Bisa jadi sikap Muhammadiyah ini karena dua tokoh Muhammadiyah; M. Dawam Rahardjo dan Syafi’i Anwar lah bersama Imaduddin Abdul Rahim (pendiri Masjid Salman ITB) yang mempertemukan Erik Salman, Ali Mudakir, M. Zaenuri, Awang Surya dan M. Iqbal, mahasiswa Unibraw yang menggagas simposium “Sumbangan Cendekiawan Muslim Menuju Era Tinggal Landas” menghadap Menristek Prof. B.J. Habibie dan meminta beliau untuk memimpin wadah cendekiawan muslim dalam lingkup nasional. Dari simposium itu kemudian lahirlah ICMI dan Prof. B.J. Habibie menjadi Ketua Umumnya hingga tahun 2000.

Kehadiran ICMI waktu itu memang direspons beragam berbagai kalangan. Selain Muhammadiyah, ada kelompok-kelompok skeptis yang meragukan ICMI. Ada pula kelompok yang menaruh curiga dan menganggap ICMI sebagai ancaman seperti analisis sejarawan Kuntowijoyo dalam bukunya Identitas Politik Umat Islam.

Barangkali karena akar sejarah ICMI tidak lepas dari peran beberapa tokoh Muhammadiyah, maka Muhammadiyah Depok memandang perlu kader-kadernya mengambil bagian untuk berkiprah. Barangkali juga, dengan alasan itu pula nama saya dicantumkan. Sejujurnya yang saya keluhkan, saya bukanlah apa-apa dan masih terseok-seok untuk disebut sebagai “kader terbaik” Muhammadiyah.

Undangan Pelantikan

Sebab “Mata pena sudah ditorehkan. Jangan begini-begitu!” seperti dalam dialog imajiner saya dengan “Kiai Dahlan Muda” di atas, saat undangan pelantikan saya terima, cuma “Bismillah” bekal untuk memanggul amanah ini. Andaikata dalam perjalanannya nanti saya sanggup memikulnya, akan saya tuntaskan. Akan tetapi bila saya tak sanggup karena kapasitas yang tidak cukup, saya tak ragu untuk menyatakan mundur.

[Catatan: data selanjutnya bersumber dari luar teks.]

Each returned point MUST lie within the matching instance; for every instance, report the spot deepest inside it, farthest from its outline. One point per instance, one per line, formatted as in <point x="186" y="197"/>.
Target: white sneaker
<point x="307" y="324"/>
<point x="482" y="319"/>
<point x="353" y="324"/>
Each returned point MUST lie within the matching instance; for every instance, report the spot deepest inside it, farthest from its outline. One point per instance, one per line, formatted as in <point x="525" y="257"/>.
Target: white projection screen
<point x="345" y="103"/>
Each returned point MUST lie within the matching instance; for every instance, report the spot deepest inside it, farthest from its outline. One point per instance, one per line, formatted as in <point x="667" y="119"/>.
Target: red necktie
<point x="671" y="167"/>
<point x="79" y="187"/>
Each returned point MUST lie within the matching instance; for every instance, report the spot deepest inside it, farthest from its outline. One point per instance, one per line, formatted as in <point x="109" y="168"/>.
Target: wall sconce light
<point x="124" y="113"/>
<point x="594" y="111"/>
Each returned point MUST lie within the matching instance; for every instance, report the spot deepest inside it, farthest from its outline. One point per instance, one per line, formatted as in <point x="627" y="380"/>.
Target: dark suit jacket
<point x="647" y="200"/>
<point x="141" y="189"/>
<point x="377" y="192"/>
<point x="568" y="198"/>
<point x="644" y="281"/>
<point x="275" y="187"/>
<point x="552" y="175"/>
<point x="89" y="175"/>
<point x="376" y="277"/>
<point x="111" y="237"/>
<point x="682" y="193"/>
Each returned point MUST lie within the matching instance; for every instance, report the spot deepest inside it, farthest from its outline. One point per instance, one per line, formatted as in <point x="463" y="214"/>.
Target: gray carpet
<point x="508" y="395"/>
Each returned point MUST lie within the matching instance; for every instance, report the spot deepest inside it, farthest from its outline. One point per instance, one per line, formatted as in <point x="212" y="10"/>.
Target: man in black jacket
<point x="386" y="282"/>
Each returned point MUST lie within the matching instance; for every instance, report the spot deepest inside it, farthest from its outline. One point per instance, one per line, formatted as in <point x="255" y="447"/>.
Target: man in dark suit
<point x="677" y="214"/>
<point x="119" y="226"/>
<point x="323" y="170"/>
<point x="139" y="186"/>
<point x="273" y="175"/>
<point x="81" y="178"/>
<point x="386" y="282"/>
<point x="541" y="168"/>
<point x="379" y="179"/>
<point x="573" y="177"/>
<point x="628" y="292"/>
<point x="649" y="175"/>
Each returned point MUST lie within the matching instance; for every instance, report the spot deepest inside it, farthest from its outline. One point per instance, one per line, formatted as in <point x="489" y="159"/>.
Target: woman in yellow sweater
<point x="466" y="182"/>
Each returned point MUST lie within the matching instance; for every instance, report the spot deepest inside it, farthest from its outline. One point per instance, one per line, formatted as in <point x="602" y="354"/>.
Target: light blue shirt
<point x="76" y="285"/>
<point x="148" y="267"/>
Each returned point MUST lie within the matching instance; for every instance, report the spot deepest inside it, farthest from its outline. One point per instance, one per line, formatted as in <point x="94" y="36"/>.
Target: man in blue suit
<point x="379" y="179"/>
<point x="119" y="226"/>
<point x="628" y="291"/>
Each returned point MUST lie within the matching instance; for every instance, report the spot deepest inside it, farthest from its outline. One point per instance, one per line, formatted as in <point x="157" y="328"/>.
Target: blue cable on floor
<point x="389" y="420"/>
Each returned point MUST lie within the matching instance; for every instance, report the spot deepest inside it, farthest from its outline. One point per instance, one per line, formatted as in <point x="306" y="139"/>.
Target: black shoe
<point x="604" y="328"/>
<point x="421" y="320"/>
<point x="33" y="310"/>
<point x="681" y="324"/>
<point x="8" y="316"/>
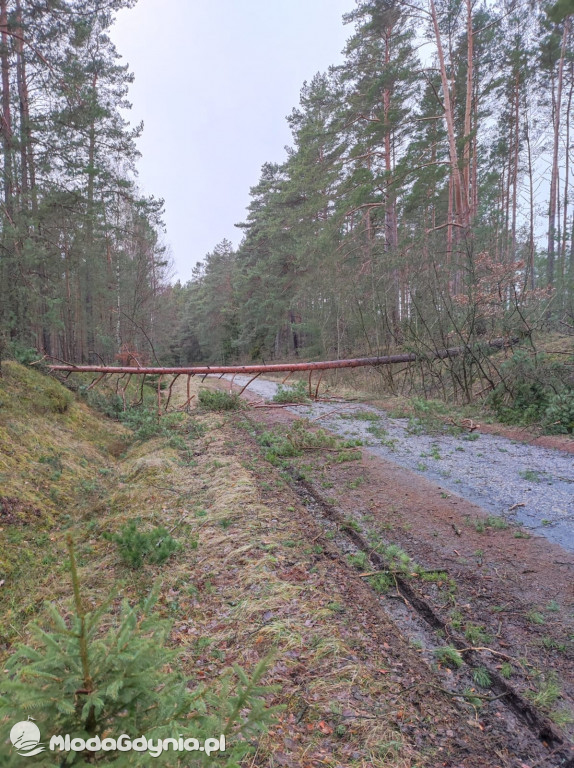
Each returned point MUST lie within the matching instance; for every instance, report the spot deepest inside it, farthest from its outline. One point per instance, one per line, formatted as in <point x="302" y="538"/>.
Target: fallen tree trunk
<point x="324" y="365"/>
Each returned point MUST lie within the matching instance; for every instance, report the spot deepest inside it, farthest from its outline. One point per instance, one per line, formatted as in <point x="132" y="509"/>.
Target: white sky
<point x="214" y="82"/>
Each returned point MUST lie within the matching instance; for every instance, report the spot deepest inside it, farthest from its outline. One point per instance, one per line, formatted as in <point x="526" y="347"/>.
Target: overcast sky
<point x="214" y="82"/>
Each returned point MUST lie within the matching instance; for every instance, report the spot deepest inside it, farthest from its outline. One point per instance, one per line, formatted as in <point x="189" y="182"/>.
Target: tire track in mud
<point x="528" y="484"/>
<point x="506" y="697"/>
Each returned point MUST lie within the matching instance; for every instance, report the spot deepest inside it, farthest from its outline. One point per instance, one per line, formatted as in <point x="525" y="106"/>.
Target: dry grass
<point x="236" y="595"/>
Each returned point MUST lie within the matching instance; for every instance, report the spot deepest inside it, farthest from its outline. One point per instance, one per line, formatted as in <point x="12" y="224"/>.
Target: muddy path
<point x="528" y="484"/>
<point x="487" y="607"/>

Dalam surat undangan pelantikan, saya tercatat sebagai Anggota Divisi Media, Komunikasi dan Humas ICMI Orda Depok Periode 2022-2027. Divisi ini tidak presisi dengan basic pendidikan saya di Fakultas Tarbiyah. Akan tetapi, bidang ini masih beririsan dengan kompetensi keguruan yang saya geluti meskipun spesifik pada media pembelajaran dan komunikasi pendidikan. Jadi, meskipun remang-remang, masih bisa ditaksir ke mana arah divisi ini bekerja. Tentu saja, dukungan dari kader-kader Muhammadiyah Kota Depok, remang-remang itu menjadi cerah, sebagaimana Muhammadiyah yang selalu menjadi “Sang Pencerah”.

Akhirnya, bismillah, kopi sore ini saya sruput, sambil menunggu pelantikan beberapa hari lagi.